As folhas de outono… Me lembro bem.
Ao lado da minha cama, um balde de gelo.
TV ligada, estava assistindo aos Jetsons.
Lá fora, pássaros cantando. Devo estar enganado…
Primavera. Sim, crianças brincando.
Do outro lado da rua, três bulicas para bolinha de gude.
Dever de casa pronto, observava o belo Del Rey do vizinho.
Deitei e fechei meus olhos.
Acordei.
Um, dois.. no total, seis meses olhando os detalhes do teto.
Mais uma vez, fechei meus olhos.
Acordei.
Calor insuportável. 40 graus, um ventilador de teto horrível que girava a uma rotação muito baixa. Mesas rabiscadas e paredes sujas com marcas de tênis.
A calça jeans e a blusa não eram adequadas. Ouvia a propaganda de uma autoescola lá fora.
Dentro, um professor de história entediante que lia um livro de capa verde.
Puro tédio, uma notícia devastadora e o fim da vida anunciado.
E, mais uma vez, fechei os olhos.
Acordei.
Mais três meses observando a estrutura de metal que me cercava pelos lados
Mais uma vez, fechei meus olhos.
Acordei.
Peças de computador, uma estante de livros e um objetivo. Todos os dias, naquela kombi.

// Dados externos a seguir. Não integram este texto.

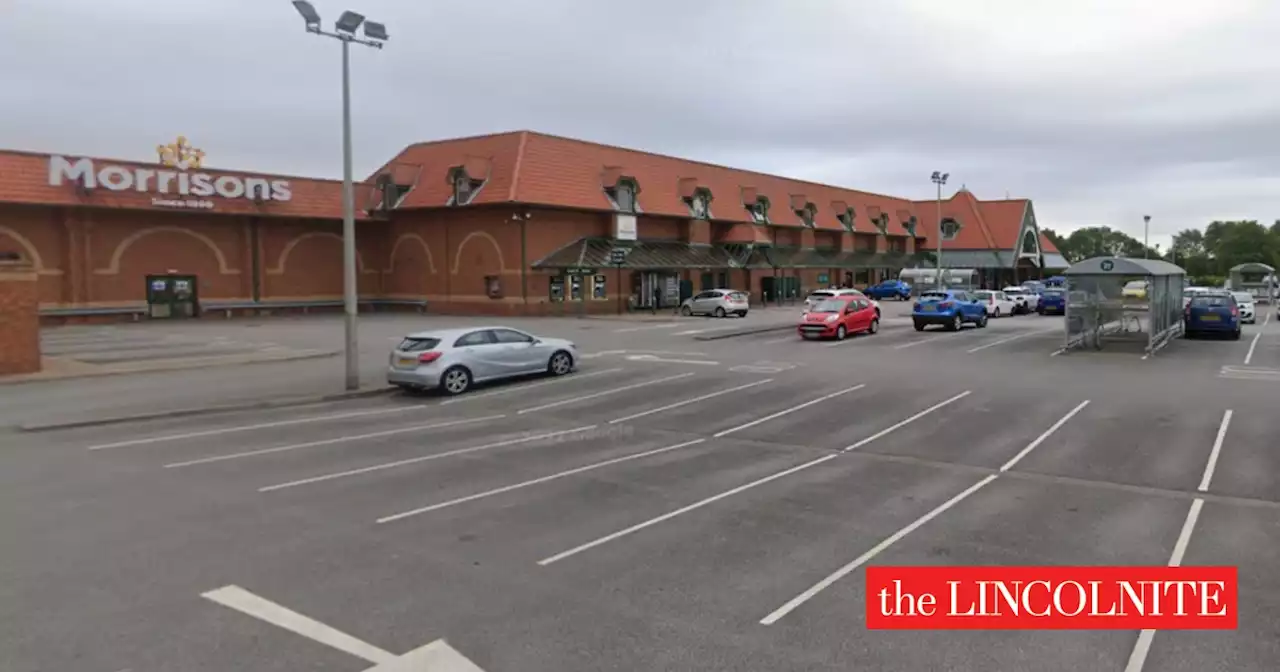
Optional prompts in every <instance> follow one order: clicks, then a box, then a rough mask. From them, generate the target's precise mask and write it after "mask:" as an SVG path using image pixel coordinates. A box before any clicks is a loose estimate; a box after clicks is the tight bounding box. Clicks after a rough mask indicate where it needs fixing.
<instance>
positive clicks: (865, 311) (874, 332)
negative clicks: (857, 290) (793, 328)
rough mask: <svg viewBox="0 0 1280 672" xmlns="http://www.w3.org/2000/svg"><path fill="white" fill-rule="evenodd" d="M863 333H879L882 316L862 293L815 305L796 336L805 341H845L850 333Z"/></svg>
mask: <svg viewBox="0 0 1280 672" xmlns="http://www.w3.org/2000/svg"><path fill="white" fill-rule="evenodd" d="M863 332H865V333H868V334H874V333H877V332H879V314H878V312H877V311H876V306H873V305H872V300H869V298H867V297H864V296H861V294H841V296H835V297H831V298H827V300H824V301H822V302H818V303H814V305H813V306H810V308H809V311H806V312H805V314H804V315H803V316H801V317H800V324H799V325H796V333H799V334H800V338H804V339H813V338H835V339H836V340H844V339H845V338H846V337H847V335H849V334H858V333H863Z"/></svg>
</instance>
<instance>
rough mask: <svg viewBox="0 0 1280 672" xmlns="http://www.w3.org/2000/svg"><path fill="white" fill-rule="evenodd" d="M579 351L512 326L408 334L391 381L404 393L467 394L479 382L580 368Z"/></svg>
mask: <svg viewBox="0 0 1280 672" xmlns="http://www.w3.org/2000/svg"><path fill="white" fill-rule="evenodd" d="M577 358H579V357H577V346H575V344H573V343H571V342H568V340H564V339H562V338H543V337H535V335H534V334H530V333H526V332H521V330H520V329H512V328H508V326H477V328H465V329H442V330H439V332H417V333H412V334H408V335H406V337H404V338H403V339H402V340H401V342H399V343H398V344H397V346H396V347H394V348H393V349H392V355H390V361H389V362H388V365H387V381H388V383H390V384H392V385H397V387H399V388H402V389H415V390H428V389H439V390H440V392H443V393H445V394H462V393H463V392H467V390H468V389H471V387H472V385H474V384H476V383H488V381H492V380H502V379H508V378H516V376H524V375H531V374H544V372H545V374H550V375H557V376H558V375H564V374H568V372H570V371H572V370H573V367H575V366H576V365H577Z"/></svg>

Caminho perigoso e uma agulhada ao chegar em casa.
De madrugada, pela janela, eu olhava pro futuro, com ódio do passado e determinado a mudar o presente.
Cansado, fechei meus olhos.
Acordei.
Mais seis meses tentando achar padrões de fissura que percebia pelos acabamentos do quarto.
Impossibilitado, fechei meus olhos.
Acordei.
O despertador toca. No meu celular, todos os compromissos que terei naquele dia. Observo o bater das águas próximo.
O destino não está distante e vai ser ali que cumprirei mais um dia. Verde em abundância e uma pseudo sensação de segurança.
Os objetivos foram traçados e cumpridos…
E, esgotado, fechei meus olhos.
É assim que me sinto todos os dias, porém com uma dose a mais de acentuada. Isso tudo me faz lembrar o livro ‘O feijão e o sonho’ de Orígenes Lessa onde o personagem Jucá tem o sonho de ser poeta, pois ele tem suas responsabilidades. Precisa sustentar a casa, a mulher dele só reclama e o mesmo vive todos os dias com um peso enorme nas costas, ou joga tudo para o alto e realiza seus sonhos ou desiste dos seus sonhos para cumprir com as obrigações do dia a dia e sustentar sua família e filhos.